MIYOSUI的こころ「#3 キシタコウシ」
常磐通信(2008年1月20日掲載)

木下航志というミュージシャンをご存知だろうか。先月、私が勤める高校で彼のライブを開催した。高校生と一般客約800名の観衆が、彼の奏でるピアノと歌に耳を傾けた。彼から紡ぎ出されたメロディーは、白く滑らかなスパイラルとなって聴く者の懐にスッと入り込んでくる。心が浄化されていくような清々しさと、胸の奥にぽっと火が灯るような熱を感じたLoveでPeaceなライブは大盛況に終わった。

彼の存在を知ったのはネットニュースだった。「和製スティーヴィー・ワンダー」ー未熟児網膜症のため視力を失った彼は、その演奏スタイルも重なってかそう形容されていた。「へぇーすごい子がいるんだな」そう思って間もなく彼のドキュメンタリー番組が放映されるのを観た。

鹿児島生まれの彼は、2歳で母親に買ってもらったおもちゃのピアノを弾き、5歳でクラッシックピアノを始めた。ピアノの教則本「バイエル」を2回目にはジャズ風にアレンジして弾いたという。渋すぎる幼児だ。鹿児島の繁華街、天文館でストリートライブを始めたのが8歳の時。小さな体から溢れ出る彼のボーイソプラノとピアノは、瞬く間に注目を集めることとなる。

幼い彼が「Change the world」を母親に聴かせるシーンがある。アップライトピアノの前に立ってもまだ高すぎる鍵盤。そんな彼が色気のあるメロディーラインを見事に歌い上げるのを見て「何じゃいこの子は!?」と思わず笑ってしまった。「こんな幼い時からクラプトンって、どんな人生の幕開けやねん。私がこの年頃に歌ってたんは、仮面の忍者赤影(古っ)だったぞ」と彼の早熟加減に恐れ入った訳だが、こんな幼い頃からの日々の積み重ねが18歳とは思えない深みのある音を奏でる所以なんだろう。

音楽という土俵でプロとして活動する彼。「全盲の」という肩書きが先行するのは少々違和感を感じるけれど、かと言ってそれに触れないでおこうとする気の張った感じも違う気がする。「見えない」ことで彼が見てきた世界は彼のルーツであると思うし、それもひっくるめて彼の音楽や人間性が出来上がってきたことを考えると「見えない」という個性は、彼自身とともに「キシタコウシ」を作ってきたパートナーだ。

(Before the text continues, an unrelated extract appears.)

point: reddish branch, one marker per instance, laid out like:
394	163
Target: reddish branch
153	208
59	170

「今春高校を卒業する彼と同世代の生徒たちを出逢わせたい」そんな想いでこのライブを企画した。さまざまな壁を乗り越えながら、自分の夢に向かって歩んでいく彼の凛とした姿は、同じくいろんな悩みや夢をもつ生徒たちの心にストレートに響いたようだ。この日の出逢いが一人ひとりの今後にどのように波及していくのかと想像すると、目には見えない無限の可能性にワクワクせずにはいられない。そう「肝心なことは目に見えない」のだ。サンテグジュペリいいこと言う。

彼は歌う。「It's one and only life.」
人生は一度きり。誰しも自分の全てを受け入れることは容易ではないけれど、ないものねだりして一歩を踏み出せない人生はカッコ悪い。与えられた力を、限りある時間や環境を、存分に生かして自分にしか歩けない道を謳歌していく。そんな自然体でパワーのある生き方をしたいぜ!そう思わせてくれる彼の懐の深さに感謝。

追記:出会いから14年。一児の父となった彼は今も歌い続けている。どんだけ最高の子守唄を歌っているのか今度聞いてみよう。
秋の夜、澄んだ空気を感じながら、彼の歌声に癒されてください。